Sesungguhnya pendengaran, pengelihatan dan hati, semuanya itu akan diminta
pertanggungjawabannya”. (QS. Al-Isra’ ayat 36). Seseorang yang tidak
memiliki pengetahuan akan cenderung mengikuti arus saja, tanpa tahu apakah arus
tersebut mengantarkannya pada jurang atau tidak. Ketika tidak memiliki interest terhadap sesuatu, terlebih
tujuan hidup, maka jelaslah utopis bagi pemuda sebagai pemangku masa depan
bangsa. Pengetahuan saja tidak cukup, perlu adanya keahlian berupa bakat yang
diasah hingga menjadi katalisator sesorang dalam menyelesaikan problematika di
bidangnya. Dengan bakat, proses yang dijalankan menjadi lebih efektif dan
efesien. Seperti analogi pengerjaan soal phytagoras tadi, semakin ia sering
berlatih, semakin ia terbiasa, semakin pula ia mahir dalam menyelesaikannya.
Sendiri itu berat, bareng-bareng saja
Sehelai lidi tidak mampu membersihkan halam
rumah yang kotor. Tetapi sapu lidi yang terdiri dari ratusan helai lidi bisa
melakukannya. Satu pemuda potensial tanpa suara, tanpa pengaruh, bagaikan
sehelai lidi tadi. Namun, ketika pemuda bersatu, saling berelasi, berorientasi
mengabdi pada negeri, boleh jadi kata “utopis” bisa berubah menjadi
“realistis”. Stok pemuda Indoneia mencapai 62,6 juta jiwa menurut data BPS
tahun 2014, dimana hal ini merupakan angin segar bagi bangsa karena pemuda
berkesempatan besar untuk mengambil peranan penting dalam tatanan masyarakat.
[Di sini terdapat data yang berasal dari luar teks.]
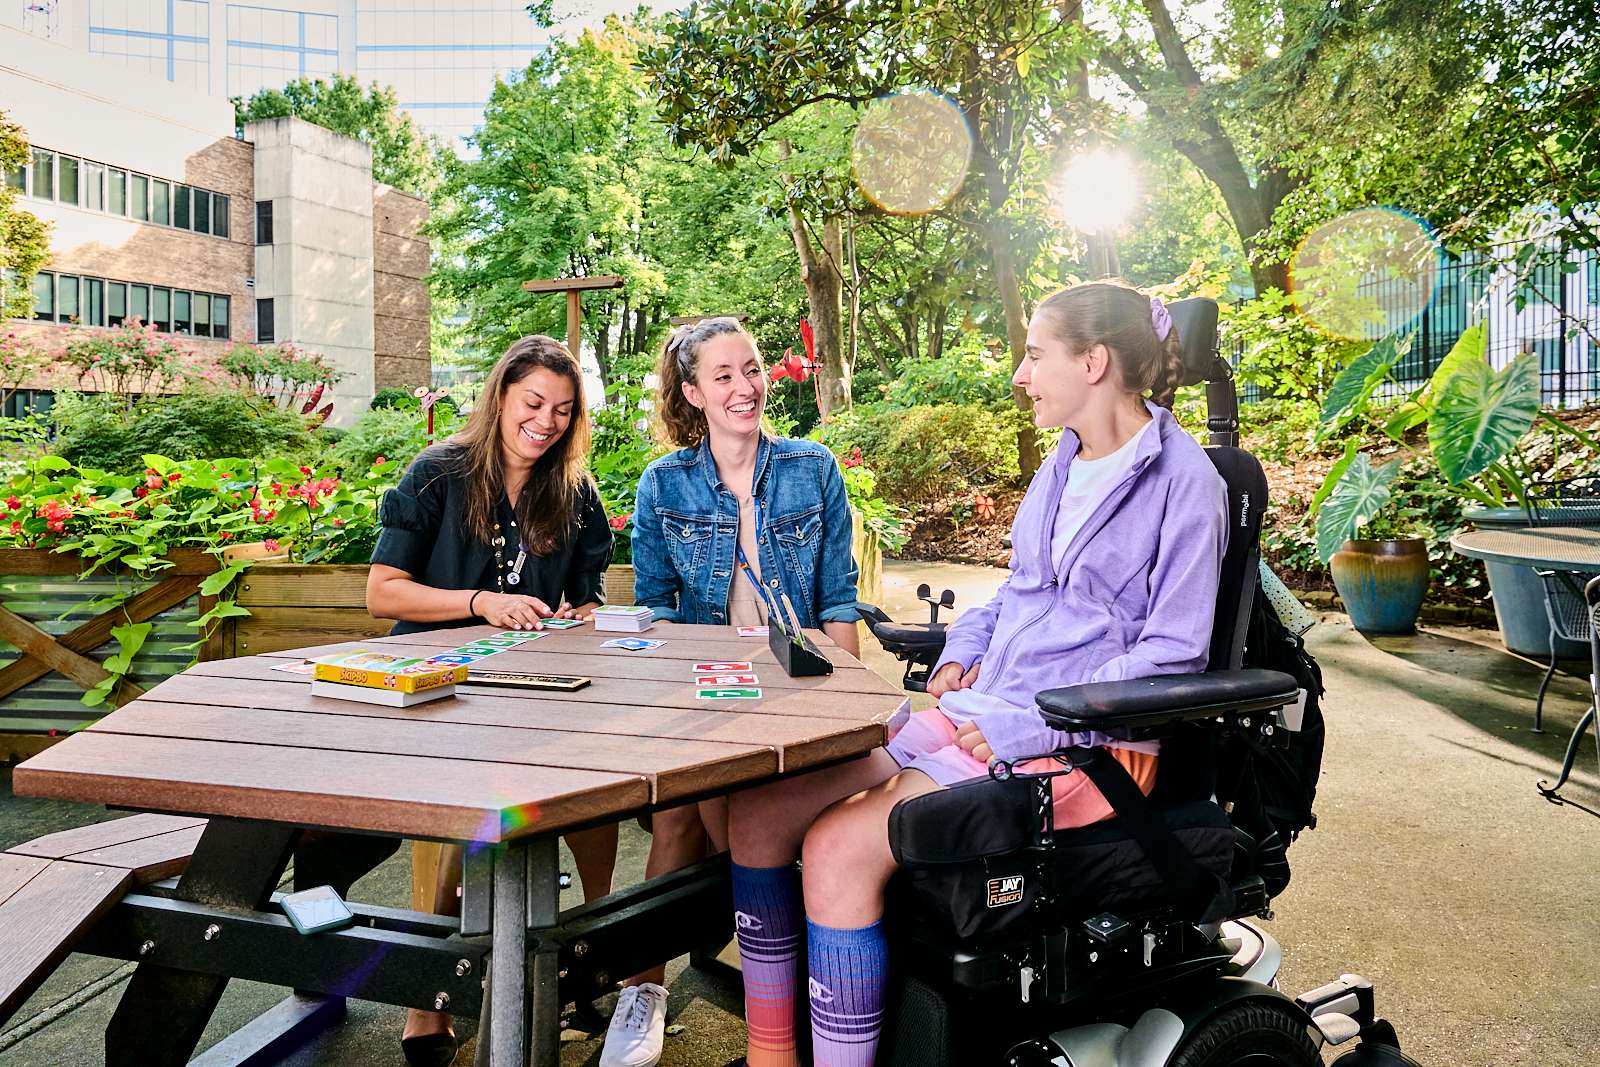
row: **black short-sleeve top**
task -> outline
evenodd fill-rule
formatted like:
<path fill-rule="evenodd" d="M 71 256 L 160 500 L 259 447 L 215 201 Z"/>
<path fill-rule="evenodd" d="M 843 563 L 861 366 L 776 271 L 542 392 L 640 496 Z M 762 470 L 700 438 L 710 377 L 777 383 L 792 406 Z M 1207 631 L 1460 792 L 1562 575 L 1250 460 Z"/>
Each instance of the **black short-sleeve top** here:
<path fill-rule="evenodd" d="M 378 522 L 383 529 L 372 550 L 373 563 L 405 571 L 435 589 L 498 588 L 497 570 L 504 580 L 515 566 L 519 543 L 515 516 L 510 502 L 502 497 L 500 528 L 506 545 L 497 566 L 494 547 L 478 540 L 467 528 L 464 455 L 460 446 L 434 445 L 412 460 L 398 486 L 383 494 L 378 506 Z M 566 538 L 548 555 L 528 553 L 520 581 L 507 584 L 506 592 L 538 597 L 552 608 L 563 598 L 570 604 L 603 602 L 601 585 L 606 565 L 611 562 L 611 527 L 592 482 L 582 484 L 578 497 Z M 401 620 L 390 632 L 416 633 L 476 622 Z"/>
Pemuda dapat berkumpul dan memilih berbagai macam jenis komunitas atau
organisasi sesuai dengan interest
mereka masing-masing yang mengarah pada tercapainya tujuan mereka. Melalui
komunitas, organisasi, mereka dapat mengukur progres dan ketercapaian misi
mereka. Dengan kata lain kata “berat” itu bersyarat. Dikatakan utopis ketika
pemuda Indonesia tidak memiliki pengetahuan dan keahlian, atau justru apatis
dan menghindar dari pengambilan peran di masyarakat.